В среду вечером она вскользь сообщила, что завтра едет в Мюнхен. Тюверлен огорчился — значит, она не сможет познакомиться с американцем. Спросил — поездом она поедет или машиной. Иоганна ждала вопроса, какие у нее дела в городе. Но он его не задал, промолчала и она. Тюверлену очень хотелось знать, зачем она едет, но не в его привычках было спрашивать, если ему чего-то не говорят.

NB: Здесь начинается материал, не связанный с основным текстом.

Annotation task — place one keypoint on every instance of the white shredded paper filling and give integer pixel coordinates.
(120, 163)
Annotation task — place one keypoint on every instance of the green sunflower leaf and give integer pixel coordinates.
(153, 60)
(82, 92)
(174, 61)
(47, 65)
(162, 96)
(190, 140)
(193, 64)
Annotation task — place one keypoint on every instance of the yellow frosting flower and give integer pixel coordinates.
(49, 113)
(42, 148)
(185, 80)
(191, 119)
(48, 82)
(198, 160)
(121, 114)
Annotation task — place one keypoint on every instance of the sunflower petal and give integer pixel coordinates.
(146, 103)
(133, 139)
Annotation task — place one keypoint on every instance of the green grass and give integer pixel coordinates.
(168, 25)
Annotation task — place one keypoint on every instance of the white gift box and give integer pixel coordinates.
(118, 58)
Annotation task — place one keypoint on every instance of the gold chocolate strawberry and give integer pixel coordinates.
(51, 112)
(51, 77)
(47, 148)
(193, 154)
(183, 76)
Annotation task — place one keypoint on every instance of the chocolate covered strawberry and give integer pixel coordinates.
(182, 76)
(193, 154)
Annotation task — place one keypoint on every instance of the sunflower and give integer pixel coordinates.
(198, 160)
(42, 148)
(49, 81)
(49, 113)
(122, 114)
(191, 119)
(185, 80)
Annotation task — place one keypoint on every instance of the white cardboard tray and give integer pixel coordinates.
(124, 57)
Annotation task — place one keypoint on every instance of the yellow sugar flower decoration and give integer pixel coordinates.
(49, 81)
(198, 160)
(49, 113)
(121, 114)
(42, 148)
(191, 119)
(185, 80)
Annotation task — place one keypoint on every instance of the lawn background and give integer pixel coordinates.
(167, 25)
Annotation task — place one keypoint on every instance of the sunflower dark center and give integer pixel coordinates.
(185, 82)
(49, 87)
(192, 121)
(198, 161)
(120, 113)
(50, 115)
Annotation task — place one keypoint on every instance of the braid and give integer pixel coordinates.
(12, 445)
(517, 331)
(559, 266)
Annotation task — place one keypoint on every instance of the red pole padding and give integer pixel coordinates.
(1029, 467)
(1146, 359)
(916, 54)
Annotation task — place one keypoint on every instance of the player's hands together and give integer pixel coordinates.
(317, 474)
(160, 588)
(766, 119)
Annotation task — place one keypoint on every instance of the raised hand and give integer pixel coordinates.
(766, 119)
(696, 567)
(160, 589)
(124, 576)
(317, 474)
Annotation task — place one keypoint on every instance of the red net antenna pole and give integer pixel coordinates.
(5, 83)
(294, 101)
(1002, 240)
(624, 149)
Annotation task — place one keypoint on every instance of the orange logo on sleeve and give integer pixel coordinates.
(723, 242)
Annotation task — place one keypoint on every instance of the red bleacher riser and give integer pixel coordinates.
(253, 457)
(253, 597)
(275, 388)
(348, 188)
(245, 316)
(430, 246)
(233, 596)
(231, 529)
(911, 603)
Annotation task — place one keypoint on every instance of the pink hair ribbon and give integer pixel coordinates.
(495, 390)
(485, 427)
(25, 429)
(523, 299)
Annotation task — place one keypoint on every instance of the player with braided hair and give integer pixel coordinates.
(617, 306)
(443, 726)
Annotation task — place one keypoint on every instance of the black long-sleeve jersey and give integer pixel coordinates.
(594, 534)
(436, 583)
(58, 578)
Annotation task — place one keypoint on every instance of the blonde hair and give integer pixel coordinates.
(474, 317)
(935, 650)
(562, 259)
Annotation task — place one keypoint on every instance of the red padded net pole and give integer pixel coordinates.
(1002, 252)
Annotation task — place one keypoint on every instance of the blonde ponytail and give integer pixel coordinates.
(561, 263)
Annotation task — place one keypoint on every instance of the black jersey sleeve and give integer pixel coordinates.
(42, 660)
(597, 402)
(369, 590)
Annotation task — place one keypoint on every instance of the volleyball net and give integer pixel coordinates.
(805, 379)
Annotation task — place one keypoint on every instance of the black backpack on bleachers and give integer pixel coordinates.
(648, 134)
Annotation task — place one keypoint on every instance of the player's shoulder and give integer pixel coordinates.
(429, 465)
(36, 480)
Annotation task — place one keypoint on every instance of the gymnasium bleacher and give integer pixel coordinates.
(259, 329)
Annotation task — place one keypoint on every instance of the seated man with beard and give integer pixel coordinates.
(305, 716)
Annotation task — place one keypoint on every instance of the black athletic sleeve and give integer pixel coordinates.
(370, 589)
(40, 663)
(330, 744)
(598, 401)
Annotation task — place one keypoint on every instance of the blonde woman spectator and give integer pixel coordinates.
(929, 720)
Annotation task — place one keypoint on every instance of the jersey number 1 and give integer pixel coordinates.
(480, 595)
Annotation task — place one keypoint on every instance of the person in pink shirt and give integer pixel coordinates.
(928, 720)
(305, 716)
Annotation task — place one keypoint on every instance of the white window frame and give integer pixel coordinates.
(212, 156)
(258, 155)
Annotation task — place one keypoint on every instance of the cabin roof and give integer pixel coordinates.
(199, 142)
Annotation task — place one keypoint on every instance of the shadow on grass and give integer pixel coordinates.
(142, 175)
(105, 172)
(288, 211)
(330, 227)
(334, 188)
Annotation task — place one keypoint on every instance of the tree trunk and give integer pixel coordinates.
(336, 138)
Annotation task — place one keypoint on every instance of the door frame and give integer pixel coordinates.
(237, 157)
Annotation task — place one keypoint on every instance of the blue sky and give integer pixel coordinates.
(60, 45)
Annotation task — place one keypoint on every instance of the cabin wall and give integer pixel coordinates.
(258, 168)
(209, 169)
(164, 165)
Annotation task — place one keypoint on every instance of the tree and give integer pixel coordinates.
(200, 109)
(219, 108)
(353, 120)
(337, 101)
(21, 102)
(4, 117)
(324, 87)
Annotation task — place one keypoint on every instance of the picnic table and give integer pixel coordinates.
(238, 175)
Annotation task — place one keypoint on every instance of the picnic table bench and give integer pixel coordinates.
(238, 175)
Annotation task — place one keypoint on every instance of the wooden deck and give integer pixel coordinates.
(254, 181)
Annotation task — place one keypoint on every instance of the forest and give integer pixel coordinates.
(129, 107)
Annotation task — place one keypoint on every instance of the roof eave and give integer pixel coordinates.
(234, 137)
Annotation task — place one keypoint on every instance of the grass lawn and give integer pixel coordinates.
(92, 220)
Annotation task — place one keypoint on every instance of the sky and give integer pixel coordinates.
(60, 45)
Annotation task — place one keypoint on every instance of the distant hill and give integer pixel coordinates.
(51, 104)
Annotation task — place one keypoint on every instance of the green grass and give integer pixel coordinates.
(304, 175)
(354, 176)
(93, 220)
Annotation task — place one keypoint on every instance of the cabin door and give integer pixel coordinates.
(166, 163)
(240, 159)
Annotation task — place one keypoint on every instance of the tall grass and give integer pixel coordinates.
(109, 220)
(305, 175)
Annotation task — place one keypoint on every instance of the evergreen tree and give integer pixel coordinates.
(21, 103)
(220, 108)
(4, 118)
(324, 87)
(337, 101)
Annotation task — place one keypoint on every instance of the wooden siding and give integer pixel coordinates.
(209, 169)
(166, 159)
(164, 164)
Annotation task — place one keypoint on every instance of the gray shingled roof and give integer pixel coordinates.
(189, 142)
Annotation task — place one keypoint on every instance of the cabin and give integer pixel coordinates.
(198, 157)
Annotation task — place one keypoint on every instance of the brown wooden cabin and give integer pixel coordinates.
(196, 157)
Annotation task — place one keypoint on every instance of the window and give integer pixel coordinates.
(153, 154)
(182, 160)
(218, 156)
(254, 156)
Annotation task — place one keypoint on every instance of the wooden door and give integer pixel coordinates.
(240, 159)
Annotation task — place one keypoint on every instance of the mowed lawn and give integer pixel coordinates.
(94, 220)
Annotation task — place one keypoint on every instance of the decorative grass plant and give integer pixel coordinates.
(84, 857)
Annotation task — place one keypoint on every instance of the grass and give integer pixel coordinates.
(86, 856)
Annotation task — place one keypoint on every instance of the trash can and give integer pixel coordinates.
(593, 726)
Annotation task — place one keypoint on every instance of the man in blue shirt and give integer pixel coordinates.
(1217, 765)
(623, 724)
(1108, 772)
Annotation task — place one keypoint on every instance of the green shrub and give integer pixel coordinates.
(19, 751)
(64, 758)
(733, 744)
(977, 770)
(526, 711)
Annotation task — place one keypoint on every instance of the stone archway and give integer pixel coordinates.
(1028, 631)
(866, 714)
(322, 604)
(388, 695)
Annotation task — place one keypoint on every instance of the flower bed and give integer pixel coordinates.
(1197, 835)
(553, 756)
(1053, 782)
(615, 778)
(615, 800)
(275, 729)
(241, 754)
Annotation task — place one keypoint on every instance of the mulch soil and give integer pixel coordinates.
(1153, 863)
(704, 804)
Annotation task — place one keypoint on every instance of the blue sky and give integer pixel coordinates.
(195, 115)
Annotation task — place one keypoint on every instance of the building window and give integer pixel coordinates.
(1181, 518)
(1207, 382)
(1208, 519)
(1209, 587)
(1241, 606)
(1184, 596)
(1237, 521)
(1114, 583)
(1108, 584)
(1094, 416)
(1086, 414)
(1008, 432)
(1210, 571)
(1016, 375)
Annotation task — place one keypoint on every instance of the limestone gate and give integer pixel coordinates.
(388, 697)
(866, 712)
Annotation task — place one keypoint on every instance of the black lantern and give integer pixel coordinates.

Утро в четверг было пасмурное, туманное. Иоганна поехала поездом, раздраженная, негодующая, полная решимости.
15
Помните о пекаре!
Итак, в том самом кресле, за тем самым столом с телефонным аппаратом и грудой папок с бумагами, где прежде сидел Кленк, теперь сидел министр юстиции Антон фон Мессершмидт. Пока Иоганна ехала поездом в Мюнхен, перед министром стоял второй товарищ прокурора Иоганн Штрассер и докладывал о деле жандармского вахмистра Банцера. Члены нелегального ридлеровского союза, возвращаясь со сбора, где было вволю выпито бесплатного ридлеровского пива, напали на отряд «Рейхсфронта», — организации, сохранившей верность конституции, — и одного рейхсфронтовца убили, а девятерых ранили. Были ранены и двое ридлеровцев, — к слову сказать, все они были вооружены, в отличие от своих противников. Таким образом, налицо было нарушение общественного порядка. В первую очередь надо было установить, кого считать зачинщиком, а кого потерпевшим. Разумеется, следствие пришло к выводу, которого все и ожидали, а именно, что во всем виноваты рейхсфронтовцы, ненавистные баварскому правительству за приверженность к конституции. Но по каким-то непостижимым мотивам упомянутый выше жандармский вахмистр Банцер показал под присягой на следствии, что нападающей стороной были ридлеровцы. С чего он решил, что собственным глазам следует доверять больше, чем глубокомысленным выкладкам начальства, не могли понять ни его сослуживцы, ни жена, а позднее, вероятно, и он сам. Естественно, его показания попросту замолчали. Но подобного рода проступок не мог остаться безнаказанным, и жандармский вахмистр Банцер, несший службу в городке Кольберхофе, неподалеку от поместья Ридлера, после своих показаний был занесен в черный список. Однажды вечером у него дома перегорела электрическая лампочка. Банцер взял лампочку на службе и ввернул ее у себя. И этим решил свою судьбу. Он использовал казенное имущество в личных целях, и второй товарищ прокурора Иоганн Штрассер начал против него дело по обвинению в краже. Вахмистр клялся, что собирался на следующий же день заменить унесенную лампочку новой, но ему поверили не больше, чем показаниям о том, что рейхсфронтовцы только защищались. Строптивца подвели под статью. Но тут случилось непредвиденное: жандармский вахмистр, не сомневаясь, что его засудят, бросят в тюрьму, выкинут со службы, пустил себе пулю в лоб — для того, видимо, чтобы обеспечить жене и ребенку хотя бы пенсию. Левая печать подняла шум вокруг этого случая, и вот теперь второй товарищ прокурора Штрассер докладывал о деле Банцера высокому начальству.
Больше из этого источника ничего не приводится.